Funny the comment about kings not jumping. Lol. I got plenty of vids this year of kings going bananas jumping like crazy well over 2ft. All legal hooked on skein. Anyways, the fish in the rifle could have been any of the fish mentioned. I live 5min from the rifle & have fished it for well over 20yrs. I have pics while catfishing in July catch lakerun browns & steelhead both completely chrome. More than just one or two pics. I have many mid summer pics of fish that shouldn't be there but they are. This is time for kngs too. 6-7 years ago we could float spawn at stover & land kings koho & steelhead all in the same day. Now as for the past 5+ yrs it's been terrible for kings. I got vid & pics if I can figure out how to post them.


----------



## Ralph Smith (Apr 1, 2003)

Thanks for sharing Tina, would love to see them.


----------



## tina (Feb 14, 2010)

I'm trying. How do I start to post pics? 
Before I forget almost every steelhead & lk run browns caught mid summer were caught on nothing more than a piece of crawler on a bottom rig.


----------



## tina (Feb 14, 2010)

Have no idea how to post pic or vid on this site. I can send someone the pics & vid for them to post or view. Sorry.


----------



## CousinMose (May 28, 2013)

Was on the west side of the state king fishing this weekend. Saw at least 20 jump out of the water with legal hook or no hook at all. One did a complete front flip. Very large fish this year.


Posted using Outdoor Hub Campfire


----------



## Ralph Smith (Apr 1, 2003)

tina said:


> I'm trying. How do I start to post pics?
> Before I forget almost every steelhead & lk run browns caught mid summer were caught on nothing more than a piece of crawler on a bottom rig.


I send pics from my phone to my email. Save them on my computer. Then go into my gallery and upload. Once there you can click on the pic to make large, and down beneath it is an


----------



## tina (Feb 14, 2010)

I can send pics to any site, person, or email. Not to this site though.


----------



## friZZleFry419 (Aug 21, 2007)

Are we saying rifle kings don't jump or salmon in general. Either way, just about every salmon I have ever seen or caught myself has jumped.


----------



## tannhd (Dec 3, 2010)

Damn. You guys def aren't bros.


----------



## fishinmachine2 (May 7, 2004)

They usually jump when they are hooked in the side!


----------



## chuckinduck (May 28, 2003)

fishinmachine2 said:


> They usually jump when they are hooked in the side!

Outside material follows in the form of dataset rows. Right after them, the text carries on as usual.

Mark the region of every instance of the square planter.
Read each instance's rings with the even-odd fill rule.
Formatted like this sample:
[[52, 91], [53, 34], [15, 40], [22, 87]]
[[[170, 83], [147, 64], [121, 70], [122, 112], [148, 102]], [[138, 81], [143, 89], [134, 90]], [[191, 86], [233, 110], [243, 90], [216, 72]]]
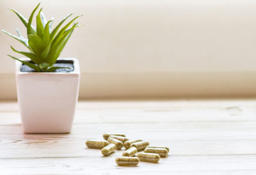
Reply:
[[[26, 60], [26, 59], [23, 59]], [[80, 70], [74, 58], [71, 72], [20, 72], [16, 61], [16, 84], [25, 133], [68, 133], [77, 102]]]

Well this giant trebles hurt like a sob!!


----------



## Robert Holmes (Oct 13, 2008)

I have caught kings and steelhead out of the river in early August. I used to fish a spot where I would catch kings, steelies walleye, browns and big perch all summer long. It was fun because you always caught fish and you never knew what you would catch. I have caught big steelhead and browns out of the rifle all summer long so they are there.


----------